A couple of chuckles. A few smirks.
I’m getting bolder, loosening up a little. I start counting on my fingers:
“I’m vegan because Aquaman doesn’t eat fish. I don’t drink, because…”
“I never drink when I fly, Lois” Some kid with a wicked Chris Reeves impersonation chimes in.
“Yes! Exactly!”
I list off a couple more. Dave chimes in with his own (“I can’t download comics illegally because of The Phantom’s oath to end piracy, I can’t suffer a vampire to live, because I grew up reading Blade”).
There’s rolling laughter. But It’s not the sort of “oh my God, really?” laughter I’m used to from growing up fat and cripplingly passionate, it’s the “oh my God, I’ve totally been there” laughter that bonds people of a common experience together. What kid didn’t read a couple of comics, growing up?
From moral we go to theme, from theme to character, from character to setting, so on and so forth. It’s easy as pie, once all of the ostentatious semantics are discarded and people actually comprehend what we’re saying to them.

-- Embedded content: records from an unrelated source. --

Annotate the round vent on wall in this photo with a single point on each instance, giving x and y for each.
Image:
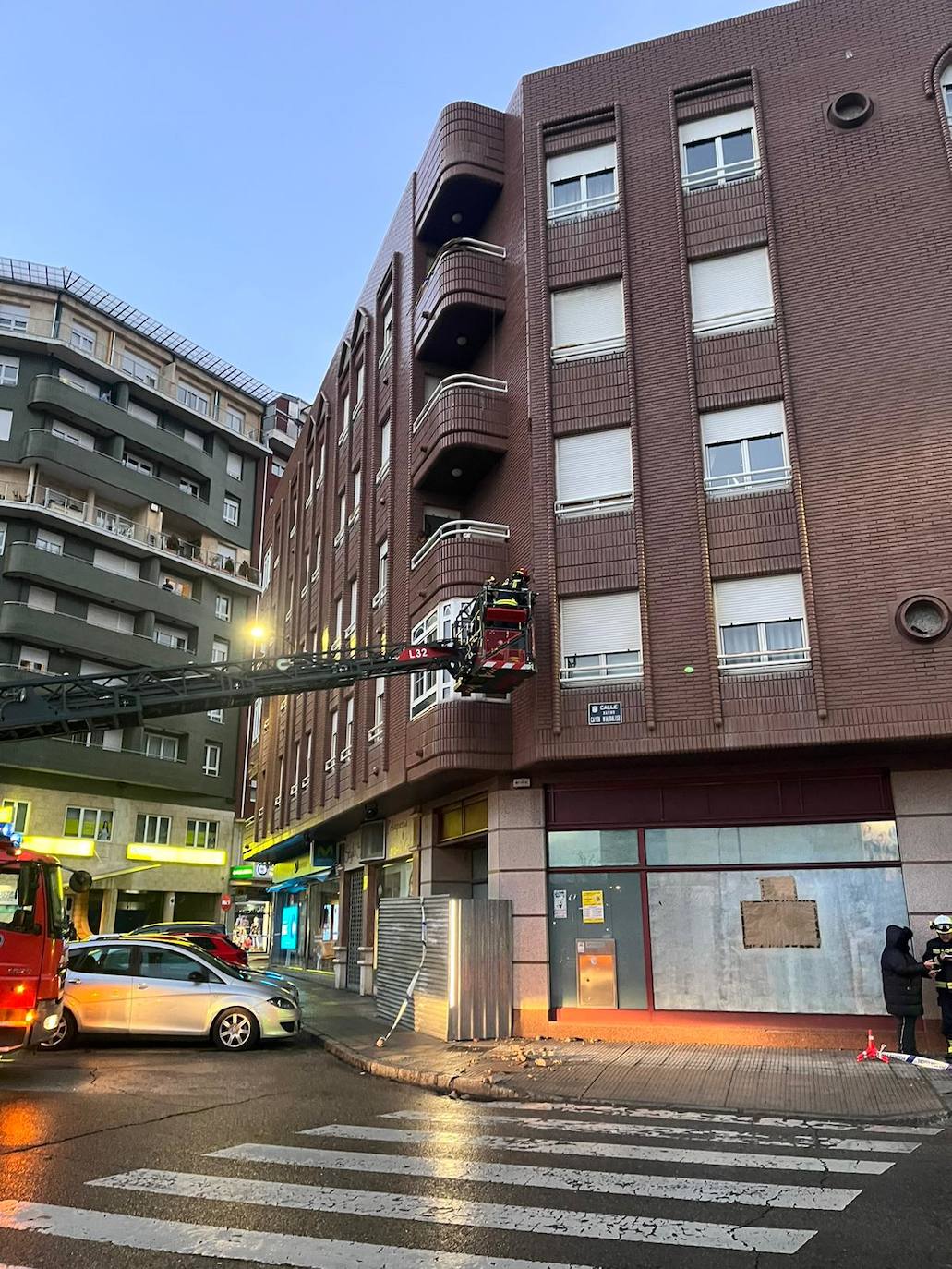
(923, 618)
(850, 109)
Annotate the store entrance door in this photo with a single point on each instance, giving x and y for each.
(355, 930)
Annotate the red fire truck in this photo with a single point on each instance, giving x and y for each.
(32, 944)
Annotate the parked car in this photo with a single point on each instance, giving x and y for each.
(159, 986)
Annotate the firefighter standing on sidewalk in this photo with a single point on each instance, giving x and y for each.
(939, 949)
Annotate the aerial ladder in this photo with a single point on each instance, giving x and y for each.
(491, 651)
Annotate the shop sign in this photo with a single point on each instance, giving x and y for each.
(605, 712)
(593, 906)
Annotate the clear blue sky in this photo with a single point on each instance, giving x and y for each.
(230, 165)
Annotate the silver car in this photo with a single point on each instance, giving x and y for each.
(141, 986)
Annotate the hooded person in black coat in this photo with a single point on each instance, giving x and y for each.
(903, 984)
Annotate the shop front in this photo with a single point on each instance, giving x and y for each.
(721, 900)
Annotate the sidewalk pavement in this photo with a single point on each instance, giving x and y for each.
(751, 1082)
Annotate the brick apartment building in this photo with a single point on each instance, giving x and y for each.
(671, 332)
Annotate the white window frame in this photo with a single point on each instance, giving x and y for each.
(716, 128)
(741, 427)
(609, 665)
(782, 601)
(582, 165)
(593, 346)
(738, 319)
(616, 472)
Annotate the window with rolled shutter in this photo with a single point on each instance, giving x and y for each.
(761, 622)
(593, 472)
(731, 292)
(600, 637)
(588, 320)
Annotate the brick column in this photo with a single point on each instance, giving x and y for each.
(517, 871)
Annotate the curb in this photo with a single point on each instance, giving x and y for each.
(485, 1092)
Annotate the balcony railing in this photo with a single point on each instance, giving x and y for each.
(464, 529)
(132, 369)
(73, 508)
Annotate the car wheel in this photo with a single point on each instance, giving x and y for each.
(235, 1031)
(64, 1035)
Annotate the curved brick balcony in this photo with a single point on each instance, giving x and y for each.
(463, 428)
(461, 172)
(460, 302)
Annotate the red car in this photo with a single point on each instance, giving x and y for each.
(205, 938)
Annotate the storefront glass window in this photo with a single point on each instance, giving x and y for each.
(590, 849)
(871, 841)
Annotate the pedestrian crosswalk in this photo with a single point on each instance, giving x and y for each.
(539, 1183)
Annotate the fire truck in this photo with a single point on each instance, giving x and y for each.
(490, 651)
(32, 942)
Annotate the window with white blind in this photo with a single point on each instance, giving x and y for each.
(600, 637)
(718, 150)
(761, 622)
(593, 472)
(582, 182)
(731, 292)
(745, 448)
(33, 659)
(588, 321)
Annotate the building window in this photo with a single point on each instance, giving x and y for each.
(139, 465)
(731, 292)
(332, 743)
(33, 659)
(595, 472)
(170, 636)
(582, 182)
(718, 150)
(50, 542)
(14, 318)
(745, 450)
(83, 338)
(600, 637)
(202, 834)
(90, 823)
(119, 565)
(154, 828)
(761, 622)
(211, 764)
(159, 745)
(193, 397)
(588, 321)
(16, 814)
(139, 369)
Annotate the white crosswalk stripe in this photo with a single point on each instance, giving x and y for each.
(605, 1150)
(715, 1135)
(467, 1215)
(684, 1188)
(468, 1190)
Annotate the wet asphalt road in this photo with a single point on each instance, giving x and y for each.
(107, 1157)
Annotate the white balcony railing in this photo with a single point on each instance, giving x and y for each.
(126, 367)
(464, 529)
(458, 381)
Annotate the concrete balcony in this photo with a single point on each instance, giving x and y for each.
(456, 561)
(461, 172)
(460, 302)
(463, 429)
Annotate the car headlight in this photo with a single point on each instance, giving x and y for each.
(282, 1003)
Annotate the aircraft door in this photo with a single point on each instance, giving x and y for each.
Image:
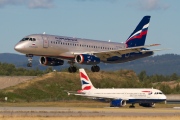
(45, 42)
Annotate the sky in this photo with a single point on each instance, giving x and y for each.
(105, 20)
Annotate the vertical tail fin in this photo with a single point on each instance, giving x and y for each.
(138, 37)
(85, 81)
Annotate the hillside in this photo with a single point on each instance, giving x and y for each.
(162, 64)
(52, 86)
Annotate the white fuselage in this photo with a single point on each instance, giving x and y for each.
(139, 94)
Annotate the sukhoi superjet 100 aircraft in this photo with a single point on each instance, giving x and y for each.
(118, 97)
(55, 49)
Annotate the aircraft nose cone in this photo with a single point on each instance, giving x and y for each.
(163, 97)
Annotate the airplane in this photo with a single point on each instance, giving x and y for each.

And that’s the beauty of comics, really: we don’t need any of the intellectual posturing our (vastly more boring) sister art forms do to survive. It’s compulsory. It’s in our blood. Whether we call them “albums” or “graphic novels”. Whether or not they’re compatible with the newest overpriced tech’ toys, whether or not the hipsters and the intelligentsia deem them of value: comics are tailor made to speak to human beings on the purest, most visceral level of consciousness. They aim straight for the heart.
They’ve been with us since the beginning (when we were cave people, drawing hunting sequences with a cocktail of our own blood and feces) and they’ll be with us in the end (via holographic scratch-and-sniff contact lenses, or something) and the only force in the entire universe capable of rendering them less exciting and emotionally engaging are the legion of self-conscious uber dorks who arrogantly assume that their artificial labels (“how about we call them ‘serialized, sequential pictorial novellas’, guys?”) elevate the form by sheer virtue of a couple of extra syllables.
Comic books don’t need our help. To survive. They need us to let our hair down a little bit and get out of their way.